Senior Congress leader Shashi Tharoor is known for more than just being a Member of Parliament, he is a Twitter sensation. His extensive use of vocabulary often manages to end up is memes which usually tops Twitter trends.

But being one of the most prominent leaders who is very visibly in the public eye from his social media account, Tharoor’s mistakes on the platform also don’t go unnoticed.

In a recent tweet, Tharoor posted a picture of former Prime Minister Jawaharlal Nehru, and Indira Gandhi at a public rally.

He captioned the photo, “Nehru & India Gandhi in the US in 1954. Look at the hugely enthusiastic spontaneous turnout of the American public, without any special PR campaign, NRI crowd management or hyped-up media publicity.”

Shashi Tharoor was trying to take a dig at the humongous success of ‘Howdy Modi’ event.

After Tharoor misspelled ‘Indira’ as ‘India,’ several Twitter users pointed it out and ‘India Gandhi’ soon became a trending hashtag on the platform.

But that wasn’t the only thing wrong with the photo. He also apparently got the place wrong. Instead of US, the photo was actually captured in Moscow, in a different year from the one Tharoor mentioned.

After getting trolled for his goof up, Shashi Tharoor has given a ‘clarification’ by Twitter, he explained that the picture was forwarded to him, and accepted the place may be different, but explained that his message still remained the same.

“It still doesn’t alter the message: the fact is that former PMs also enjoyed popularity abroad.”

Tharoor wanted to down play Modi’s popularity but ended up being trolled. The picture he shared not only got the time and place wrong but the presence of Indira Gandhi in the picture is raising many questions and has sparked a debate.

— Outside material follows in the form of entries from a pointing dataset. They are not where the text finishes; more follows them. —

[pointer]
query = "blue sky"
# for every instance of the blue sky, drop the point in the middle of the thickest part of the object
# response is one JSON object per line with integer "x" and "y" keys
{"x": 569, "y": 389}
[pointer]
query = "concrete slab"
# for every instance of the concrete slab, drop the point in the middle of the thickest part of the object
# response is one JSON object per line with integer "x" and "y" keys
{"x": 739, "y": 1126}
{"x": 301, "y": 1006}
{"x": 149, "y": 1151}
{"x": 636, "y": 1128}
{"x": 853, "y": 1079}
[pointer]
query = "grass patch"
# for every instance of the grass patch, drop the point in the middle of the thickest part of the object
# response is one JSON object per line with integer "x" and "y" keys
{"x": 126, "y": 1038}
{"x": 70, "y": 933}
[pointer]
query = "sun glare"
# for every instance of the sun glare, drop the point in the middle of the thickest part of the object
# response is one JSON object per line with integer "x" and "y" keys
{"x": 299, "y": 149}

The KGB papers says – ‘It seemed like the entire country was for sale’

And it all started in 1953.

The KGB’s first contact with Indira Gandhi had occurred during her first visit to the Soviet Union a few months after Stalin’s death in 1953.

As well as keeping her under continuous surveillance, the Second Chief Directorate also surrounded her with handsome, attentive male admirers. Unaware of the orchestration of her welcome by the KGB, Indira was overwhelmed by the attentions lavished on her.

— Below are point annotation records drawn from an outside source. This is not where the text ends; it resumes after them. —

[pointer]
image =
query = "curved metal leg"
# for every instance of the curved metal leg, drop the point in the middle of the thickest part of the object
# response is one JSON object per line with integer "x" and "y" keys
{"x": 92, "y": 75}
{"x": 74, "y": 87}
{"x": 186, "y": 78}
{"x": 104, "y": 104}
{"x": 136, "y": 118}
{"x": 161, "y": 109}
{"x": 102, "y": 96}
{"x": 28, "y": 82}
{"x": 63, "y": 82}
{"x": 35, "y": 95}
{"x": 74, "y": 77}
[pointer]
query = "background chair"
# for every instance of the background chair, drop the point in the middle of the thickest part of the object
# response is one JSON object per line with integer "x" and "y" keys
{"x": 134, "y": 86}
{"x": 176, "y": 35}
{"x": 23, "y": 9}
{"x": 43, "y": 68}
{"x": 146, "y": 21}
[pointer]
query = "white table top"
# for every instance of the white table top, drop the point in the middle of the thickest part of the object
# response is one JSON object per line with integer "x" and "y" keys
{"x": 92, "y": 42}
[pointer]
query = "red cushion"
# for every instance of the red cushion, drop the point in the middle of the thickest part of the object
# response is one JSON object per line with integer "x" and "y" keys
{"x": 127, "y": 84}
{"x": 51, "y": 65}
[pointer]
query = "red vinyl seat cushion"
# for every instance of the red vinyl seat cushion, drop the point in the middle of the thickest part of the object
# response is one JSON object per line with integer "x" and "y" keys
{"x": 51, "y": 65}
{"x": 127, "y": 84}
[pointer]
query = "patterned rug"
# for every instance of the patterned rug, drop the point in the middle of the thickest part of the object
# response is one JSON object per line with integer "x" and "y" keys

Though she did not mention the male admirers in letters to her father, she wrote to him, “Everybody, the Russians, have been so sweet to me… I am being treated like everybody’s only daughter. I shall be horribly spoilt by the time I leave. Nobody has ever been so nice to me.” Indira wrote of a holiday arranged for her on the Black Sea, “I don’t think I have had such a holiday for years.”

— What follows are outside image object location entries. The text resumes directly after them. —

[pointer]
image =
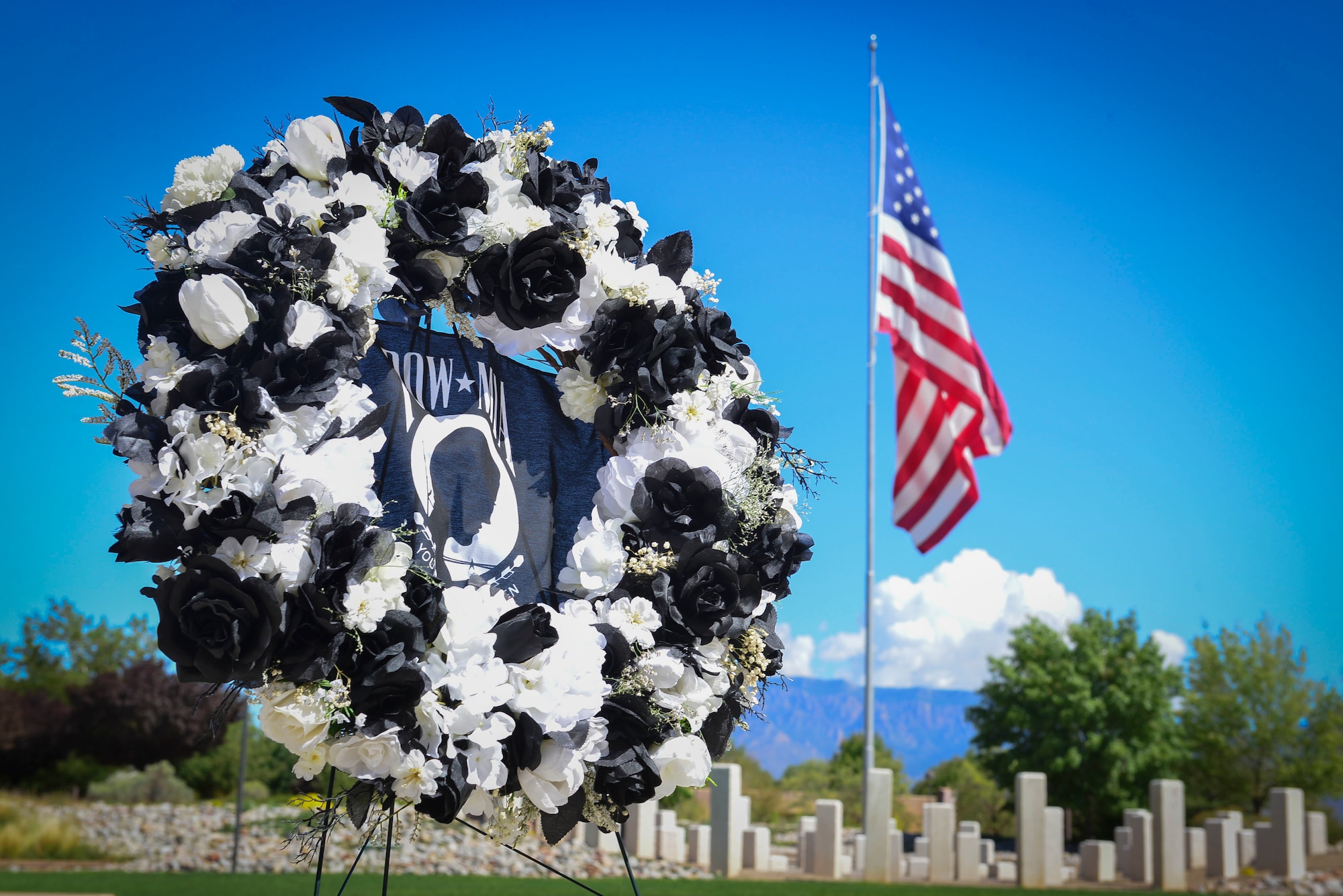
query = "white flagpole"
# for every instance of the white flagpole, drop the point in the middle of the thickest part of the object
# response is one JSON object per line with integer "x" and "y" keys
{"x": 870, "y": 754}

Later in Leningrad, she told Nehru that she was “wallowing in luxury”. Two years later Indira accompanied her father on his first official visit to the Soviet Union.

The picture comes from that visit.

Like Nehru, she was visibly impressed by the apparent successes of Soviet planning and economic modernization exhibited to them in carefully stage-managed visits to Russian factories.

During her trip, Khrushchev presented her with a mink coat which became one of the favourite items in her wardrobe. despite the fact that a few years earlier she had criticized the female Indian ambassador in Moscow for accepting a similar gift.

Soviet attempts to cultivate Indira Gandhi during the 1950s were motivated far more by the desire to influence her father than by any awareness of her own political potential.

Like both the Congress Syndicate and the CPI, Moscow still underestimated her when she became Prime Minister.

During the 1967 election campaign, the KGB also funded the campaigns of several agents and confidential contacts within Congress. The most senior agent identified in the files noted by Mitrokhin was a minister codenamed ABAD, who was regarded by the KGB as “extremely influential”.

The revelations about how the Russians allegedly consolidated their spying network in India, especially under Indira Gandhi, are apparently based on files amounting to 25,000 pages brought out by Vasili Nikitch Mitrokhin, a senior KGB archivist, when he defected to Britain in 1992.

All the ghosts of the past now came haunting just because Tharoor tried to degrade PM Modi’s popularity. A famous Kannada proverb translates as,

“never wish bad for other people, when you fall remember it is you who will be the laughing stock”.